Amy's still forthright, funny and equipped with a good vocabulary. She was glad that I didn't want to talk in detail about what she called the "salacious" tidbit that has fascinated many reporters.
And she's no more worried about her dad seeing the movie than he is.
"My dad has seen me naked on stage for years," she said. "He was a hippie, rock 'n' roll disc jockey. This is, like, his era. I didn't even know pot was illegal until I was 15."
Amy's married now, to a writer and photographer. They have a 5-year-old. Her father says one thing that impresses him about her is her ability to stay level-headed and hardworking in a business that keeps many people off kilter.
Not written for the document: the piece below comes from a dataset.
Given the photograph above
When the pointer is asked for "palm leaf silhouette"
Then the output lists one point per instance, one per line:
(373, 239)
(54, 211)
On Friday, he was about to check the schedule for "A Serious Man," which he thought he'd see on Sunday, backyard scene and all.
"Amy has explained it to me over and over," he said. "I understand it's a long shot and all she's doing is lying on a lounge chair in her backyard. But ... how do I put this delicately?"
There really is no way, so we'll leave that discussion to others. Suffice it to say that the man now known as Amy Landecker's dad is proud of her.
"She told me she's done a radio tour," he said. "That impressed me as much as being in a Coen brothers movie."